While observing a supermarket worker clearing trolleys yesterday wearing an orange High-Visibility waistcoat. A bit later at B&Q the guy involved in an identical task had a yellow one. It occurred to me there might be a convention governing whether yellow or orange is used (for everybody, not just supermarket workers of course).
https://www.thinknsa.com/blog/high-visibility-safety-apparel-orange-versus-yellow I didn't realise how many different colours are available but surely the orange or yellow are the most effective?
Can't answer your question but it reminded me that last week the Borough Council sent us yellow waitscoats for the litter pick. One of the volunteers insisited on wearing his own orange one. Never thought to ask why.

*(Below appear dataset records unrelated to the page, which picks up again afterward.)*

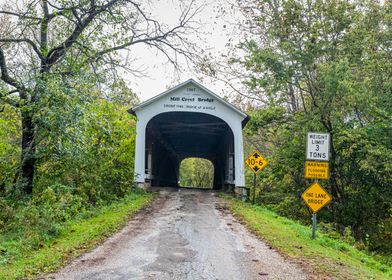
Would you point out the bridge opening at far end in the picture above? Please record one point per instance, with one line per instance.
(196, 173)
(173, 137)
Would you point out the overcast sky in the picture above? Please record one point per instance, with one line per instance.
(216, 30)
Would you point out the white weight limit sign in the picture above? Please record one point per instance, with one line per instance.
(317, 146)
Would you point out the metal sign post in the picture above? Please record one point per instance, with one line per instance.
(316, 167)
(254, 188)
(314, 220)
(255, 162)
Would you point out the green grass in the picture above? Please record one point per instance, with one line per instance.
(75, 239)
(323, 256)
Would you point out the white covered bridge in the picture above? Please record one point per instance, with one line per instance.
(188, 121)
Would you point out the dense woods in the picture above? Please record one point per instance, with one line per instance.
(67, 142)
(323, 66)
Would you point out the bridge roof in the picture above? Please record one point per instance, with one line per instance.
(190, 81)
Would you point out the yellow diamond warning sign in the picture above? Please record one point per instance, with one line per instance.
(316, 169)
(256, 162)
(316, 197)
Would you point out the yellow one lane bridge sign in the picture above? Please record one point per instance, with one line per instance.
(316, 197)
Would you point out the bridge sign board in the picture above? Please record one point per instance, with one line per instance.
(316, 170)
(316, 197)
(317, 146)
(256, 162)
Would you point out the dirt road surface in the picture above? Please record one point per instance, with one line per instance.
(185, 234)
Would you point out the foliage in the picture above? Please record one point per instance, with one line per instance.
(47, 44)
(27, 254)
(196, 172)
(324, 66)
(338, 258)
(9, 148)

There are conventions within certain industries but not in general. For example, only orange hi-vis clothing is used by rail workers because that's the colour which train drivers are specifically trained to watch out for. Yellow seems to be more 'general purpose' though; all of the small mountain of hi-vis jackets in the back of my car (for when I lead teams working on transport surveys) are yellow ones.

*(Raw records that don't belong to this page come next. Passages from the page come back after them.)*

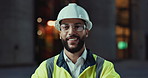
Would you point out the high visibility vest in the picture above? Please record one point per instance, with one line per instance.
(94, 67)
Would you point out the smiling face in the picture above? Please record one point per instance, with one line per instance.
(73, 34)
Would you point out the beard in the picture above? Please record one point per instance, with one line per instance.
(77, 48)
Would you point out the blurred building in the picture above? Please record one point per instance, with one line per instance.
(28, 35)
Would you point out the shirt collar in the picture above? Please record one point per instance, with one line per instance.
(84, 55)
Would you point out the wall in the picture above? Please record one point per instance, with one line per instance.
(102, 36)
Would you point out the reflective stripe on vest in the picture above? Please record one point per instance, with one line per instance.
(50, 66)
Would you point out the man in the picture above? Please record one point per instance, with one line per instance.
(75, 61)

Wow ! Not trivia after all perhaps - there's a whole lotta people studying it out there.
Thanks for those links Choux, especially the second one (I found the first a bit incoherent - seemed like an auto-translation) which answers my question.
In some companies, the colour is relevant to the position in the management structure, e.g. Yellow = hourly paid/shop floor; Orange = Supervisor; Green= Management; Blue=Senior management.